Objectives: To report the safety and efficacy of AVAL in participants with LOPD in the extended treatment period (ETP) of Phase 3 COMET (NCT02782741) after a 49-week primary analysis period (PAP).
Methods: At PAP enrollment, participants were treatment-naïve (n=100; age 16–78 years). All 51 participants receiving AVAL 20 mg/kg every 2 weeks (qow) in the PAP continued this in the ETP (AVAL-arm). Of the 49 participants receiving ALGLU 20 mg/kg qow in the PAP, 44 entered the ETP and received AVAL 20 mg/kg qow (switch-arm).

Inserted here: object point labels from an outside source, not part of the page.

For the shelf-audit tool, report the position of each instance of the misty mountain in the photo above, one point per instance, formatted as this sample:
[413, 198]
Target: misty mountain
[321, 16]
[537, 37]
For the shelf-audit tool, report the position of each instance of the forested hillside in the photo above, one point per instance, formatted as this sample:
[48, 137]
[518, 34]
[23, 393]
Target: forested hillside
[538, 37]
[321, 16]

Results: Changes (LS mean [SE]) from Week 0–97 in forced vital capacity % predicted were +2.65 (1.05) for AVAL-arm and +0.36 (1.12) for switch-arm participants and changes in 6-minute walk test distance (meters) were +18.60 (12.01) for AVAL-arm and +4.56 (12.44) for switch-arm participants. Similar trends occurred in other Week-97 outcomes. Treatment-emergent adverse events (AEs) in the ETP were seen in 49 (96%) AVAL-arm and 42 (95%) switch-arm participants. 5 participants discontinued treatment during the ETP by Week 97 for AEs (1 event each – treatment-related: ocular hyperemia, erythema, urticaria, respiratory distress; non-treatment related: acute myocardial infarction, pancreatic adenocarcinoma). In the ETP, 12 AVAL-arm and 10 switch-arm participants had treatment-emergent serious AEs (SAEs); 3 and 2 of them, respectively, had SAEs related to treatment. Switch-arm participants showed no safety- or immunogenicity-related concerns.
Conclusions: Results show sustained treatment effect and continued benefit with AVAL beyond the PAP, and stabilization of treatment effect after switching from ALGLU to AVAL over 97 weeks, supporting long-term maintenance of clinically meaningful outcomes with AVAL. Funding: Sanofi Genzyme.